Даниель не собиралась это выслушивать в тысячный раз. От всех этих наставлений у нее уже давно развилась изжога. Вслух она, естественно, не говорила, но про себя всегда бранилась так; «Можно подумать, что все люди соберутся там только для того, чтобы обсудить наши семейные проблемы. И все только и будут, что задавать мне идиотские вопросы о том как мы живем, и чем дышим. Вот ведь важная семейка!» Осуждая свою семью за подобную глупость Даниель справедливо отмечала, что и сама нередко грешит этим. Даже сейчас она думала о том, что все девочки где-то собрались в тесную кучу и обсуждают ее. Она даже уже представляла как они говорят;

– А что эта малявка Дана тоже придет?

– Ты же знаешь: Женька у нас сама честность.

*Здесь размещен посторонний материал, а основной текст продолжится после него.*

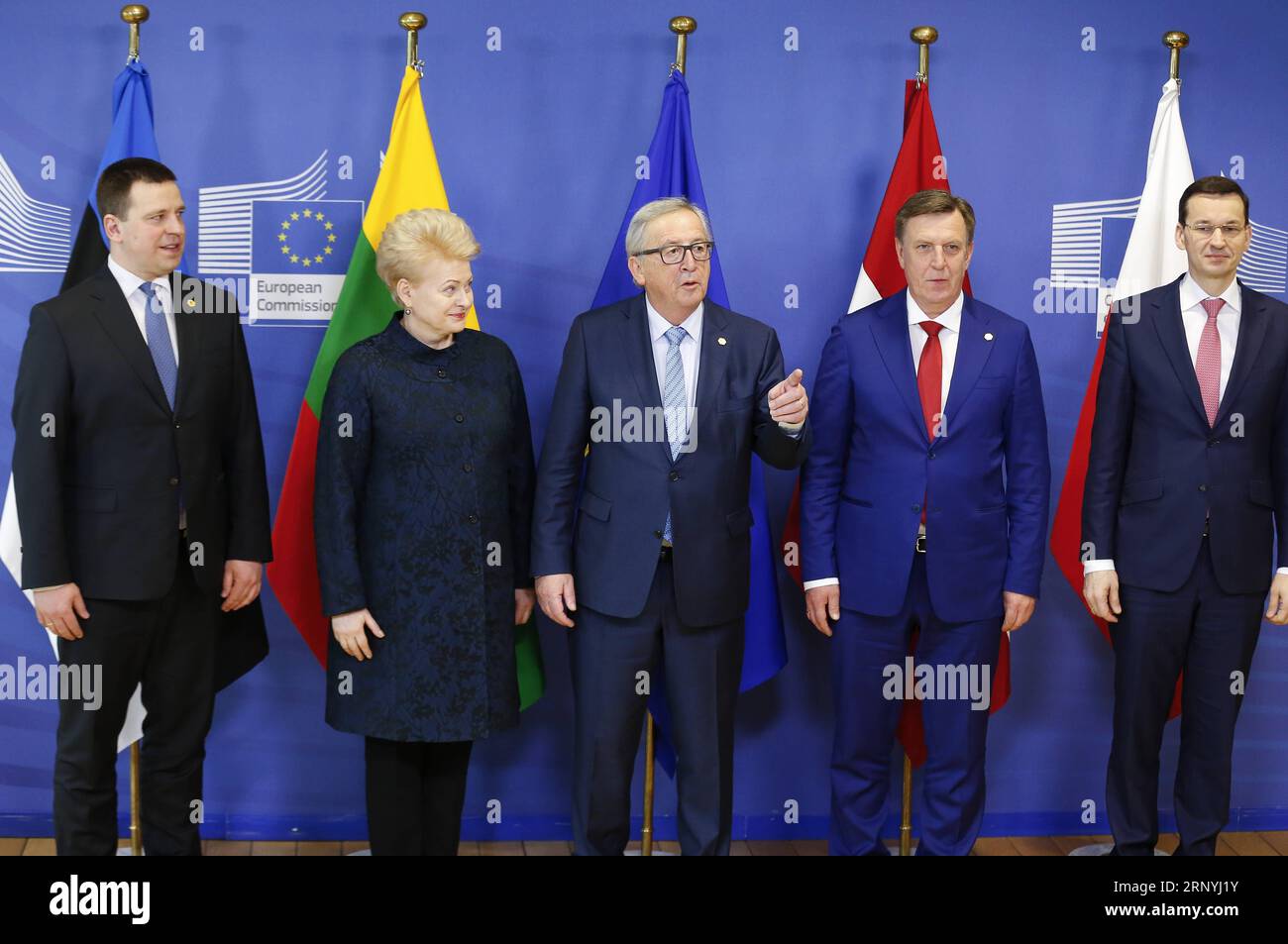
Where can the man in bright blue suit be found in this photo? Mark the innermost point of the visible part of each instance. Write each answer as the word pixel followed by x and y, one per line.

Весь класс, значит весь класс.

– А что она будет там делать?

– Сидеть с кислой миной как всегда.

– Интересно, а что она оденет?

– Какая разница. На ней все равно все висит и болтается.

– Надеюсь она сама поймет, что не вписывается в праздник и уйдет пораньше.

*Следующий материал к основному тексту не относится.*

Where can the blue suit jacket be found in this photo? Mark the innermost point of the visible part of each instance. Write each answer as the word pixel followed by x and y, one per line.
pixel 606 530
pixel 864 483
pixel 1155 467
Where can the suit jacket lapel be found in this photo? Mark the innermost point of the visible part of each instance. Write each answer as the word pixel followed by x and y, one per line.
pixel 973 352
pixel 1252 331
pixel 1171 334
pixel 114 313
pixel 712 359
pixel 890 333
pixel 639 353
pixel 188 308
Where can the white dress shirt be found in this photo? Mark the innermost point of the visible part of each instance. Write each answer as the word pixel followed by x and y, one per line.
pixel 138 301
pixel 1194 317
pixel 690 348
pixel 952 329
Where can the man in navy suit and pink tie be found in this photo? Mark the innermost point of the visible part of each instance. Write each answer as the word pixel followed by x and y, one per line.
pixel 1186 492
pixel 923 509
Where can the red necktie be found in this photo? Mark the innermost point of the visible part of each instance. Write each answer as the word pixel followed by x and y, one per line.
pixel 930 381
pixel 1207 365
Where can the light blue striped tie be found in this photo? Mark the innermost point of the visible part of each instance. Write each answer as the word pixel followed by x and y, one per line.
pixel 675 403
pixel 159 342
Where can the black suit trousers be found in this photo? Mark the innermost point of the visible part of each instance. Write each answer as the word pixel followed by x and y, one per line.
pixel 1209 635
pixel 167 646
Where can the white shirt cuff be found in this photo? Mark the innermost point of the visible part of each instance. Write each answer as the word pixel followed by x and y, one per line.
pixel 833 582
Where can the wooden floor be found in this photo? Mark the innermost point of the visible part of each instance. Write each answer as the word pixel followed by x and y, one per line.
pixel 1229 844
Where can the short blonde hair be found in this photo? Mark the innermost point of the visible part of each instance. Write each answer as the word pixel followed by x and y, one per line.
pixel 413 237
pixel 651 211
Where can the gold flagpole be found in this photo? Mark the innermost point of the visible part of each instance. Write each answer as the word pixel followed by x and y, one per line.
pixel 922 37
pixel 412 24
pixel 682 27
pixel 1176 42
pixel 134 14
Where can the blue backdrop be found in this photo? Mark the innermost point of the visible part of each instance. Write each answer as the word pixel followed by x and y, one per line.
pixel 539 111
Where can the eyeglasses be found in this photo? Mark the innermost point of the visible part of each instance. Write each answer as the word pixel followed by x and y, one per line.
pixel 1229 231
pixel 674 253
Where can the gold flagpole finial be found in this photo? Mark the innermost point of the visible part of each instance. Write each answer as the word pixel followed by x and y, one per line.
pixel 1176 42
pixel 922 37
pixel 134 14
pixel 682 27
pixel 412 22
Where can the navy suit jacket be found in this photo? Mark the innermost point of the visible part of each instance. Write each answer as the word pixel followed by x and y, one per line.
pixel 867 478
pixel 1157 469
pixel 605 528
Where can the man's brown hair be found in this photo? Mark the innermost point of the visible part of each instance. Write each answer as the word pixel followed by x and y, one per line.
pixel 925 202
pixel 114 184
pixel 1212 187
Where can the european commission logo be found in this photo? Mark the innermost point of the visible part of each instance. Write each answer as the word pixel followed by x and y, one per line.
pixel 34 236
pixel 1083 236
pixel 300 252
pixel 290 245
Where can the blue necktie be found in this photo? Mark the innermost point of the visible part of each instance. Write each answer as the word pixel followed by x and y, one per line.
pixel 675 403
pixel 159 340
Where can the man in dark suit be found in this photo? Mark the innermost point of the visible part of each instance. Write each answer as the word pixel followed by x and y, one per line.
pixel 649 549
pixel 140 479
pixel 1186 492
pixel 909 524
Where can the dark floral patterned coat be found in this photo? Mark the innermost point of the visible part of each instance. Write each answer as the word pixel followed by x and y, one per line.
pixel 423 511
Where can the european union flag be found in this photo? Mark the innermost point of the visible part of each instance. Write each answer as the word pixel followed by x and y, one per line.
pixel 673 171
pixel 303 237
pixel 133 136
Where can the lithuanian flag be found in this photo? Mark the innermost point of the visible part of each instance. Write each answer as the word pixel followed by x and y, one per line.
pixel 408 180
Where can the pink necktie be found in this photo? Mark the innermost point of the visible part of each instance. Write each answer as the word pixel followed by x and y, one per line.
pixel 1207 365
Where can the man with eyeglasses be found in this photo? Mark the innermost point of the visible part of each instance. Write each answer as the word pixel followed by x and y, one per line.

Даниель всегда казалось, что ее повсюду обсуждают. Говорят за ее спиной всякие гадости. И уж точно смеются над ее ростом. Да, все только этим и заняты. Даже собираются специально по вечерам на прогулки что бы обсудить со своими парнями ее характер и внешность. Даниель не просто так думала, порой она всерьез начинала в это верить. И тогда она начинала ненавидеть весь свой класс и всех других ребят, будучи на сто процентов уверенна в том, что ей скорее всего завидуют, и поэтому осуждают за спиной. Порой она присекала себя так же как и маму, но этого хватало, как правило, не надолго.

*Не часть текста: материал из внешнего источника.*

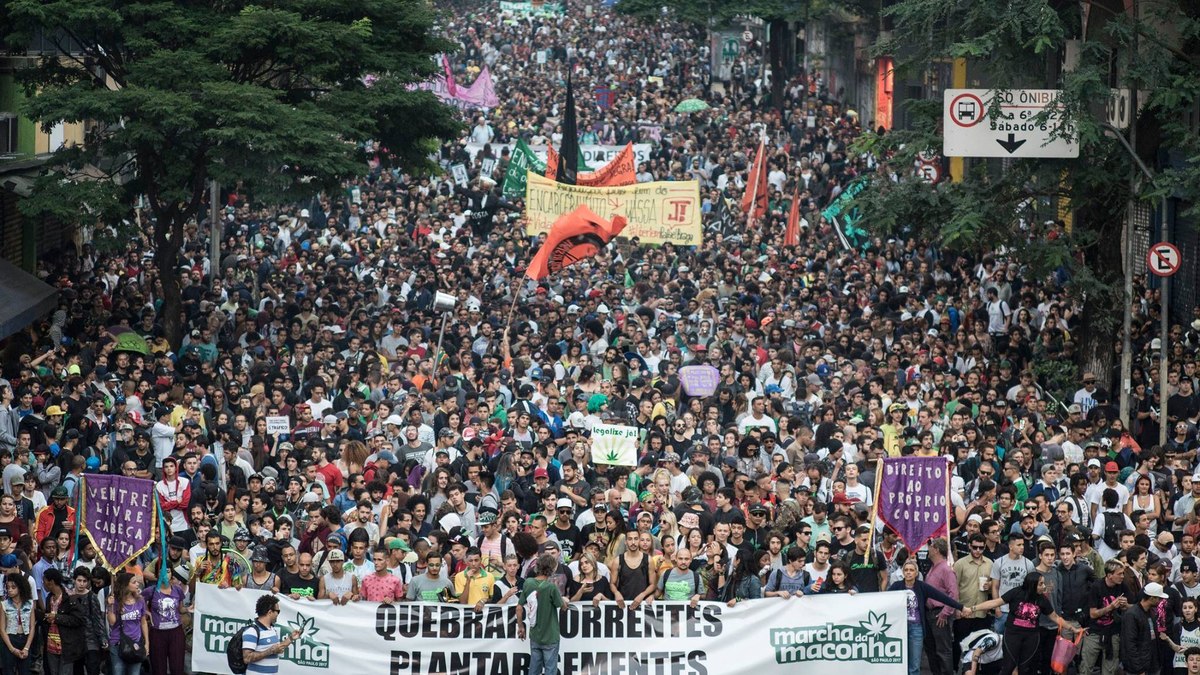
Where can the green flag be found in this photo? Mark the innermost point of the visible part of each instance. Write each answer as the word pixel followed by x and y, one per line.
pixel 515 178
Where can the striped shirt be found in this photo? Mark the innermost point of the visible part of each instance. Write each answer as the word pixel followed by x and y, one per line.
pixel 262 638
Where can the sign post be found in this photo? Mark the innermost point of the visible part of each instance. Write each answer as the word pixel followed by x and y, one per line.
pixel 1018 124
pixel 1163 260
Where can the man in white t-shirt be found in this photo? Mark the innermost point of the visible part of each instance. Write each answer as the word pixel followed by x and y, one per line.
pixel 855 489
pixel 1095 493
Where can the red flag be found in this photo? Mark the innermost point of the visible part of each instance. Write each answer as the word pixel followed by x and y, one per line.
pixel 792 234
pixel 756 184
pixel 574 237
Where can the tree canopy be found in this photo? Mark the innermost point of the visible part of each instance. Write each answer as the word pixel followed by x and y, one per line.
pixel 273 97
pixel 1023 45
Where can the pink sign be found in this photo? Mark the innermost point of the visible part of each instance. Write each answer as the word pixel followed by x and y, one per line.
pixel 700 380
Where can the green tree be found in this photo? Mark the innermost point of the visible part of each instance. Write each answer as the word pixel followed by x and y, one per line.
pixel 269 96
pixel 1021 43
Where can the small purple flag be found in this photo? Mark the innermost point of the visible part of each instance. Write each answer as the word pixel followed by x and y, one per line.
pixel 700 380
pixel 118 517
pixel 912 497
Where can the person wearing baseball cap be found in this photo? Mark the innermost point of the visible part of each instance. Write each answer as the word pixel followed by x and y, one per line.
pixel 1139 637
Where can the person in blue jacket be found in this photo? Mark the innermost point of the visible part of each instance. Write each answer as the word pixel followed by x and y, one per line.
pixel 918 592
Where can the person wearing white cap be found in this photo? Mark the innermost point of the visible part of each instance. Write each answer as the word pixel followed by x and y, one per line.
pixel 317 401
pixel 1139 632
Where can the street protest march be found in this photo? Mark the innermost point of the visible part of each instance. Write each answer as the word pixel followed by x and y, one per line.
pixel 593 341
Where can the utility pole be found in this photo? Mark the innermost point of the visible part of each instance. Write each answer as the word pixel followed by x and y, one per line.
pixel 214 232
pixel 1127 263
pixel 1163 335
pixel 1164 321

В то утро, Данель все же попыталась настроить себя на хорошее настроение. Но волнение было слишком сильным, и она едва могла себя сдерживать. А волновалась Даниель исключительно потому, что сама Женька пригласила ее на день рождение. Даниель всячески пыталась себя заверить, что ей на самом деле плевать на Женьку и на всех ее подхалимов. Но в итоге все равно пришла к выводу, что очень хотела бы иметь такую подругу как она. В тайне Даниель мечтала о том, что Женька будет бегать за ней так же как и Люба. Даниель как сороку всегда тянуло на все самое видное и блестящее. И не потому, что она думала о том, что в свете чужих софитов, она тоже станет заметной. Напротив, она считала, что тоже может сиять и ничуть не меньше. Просто ей нужно дать для этого возможность, и тогда непременно все заметят насколько она неотразимая, юморная и интересная личность. А больше всего ей хотелось чтобы именно Женька это поняла.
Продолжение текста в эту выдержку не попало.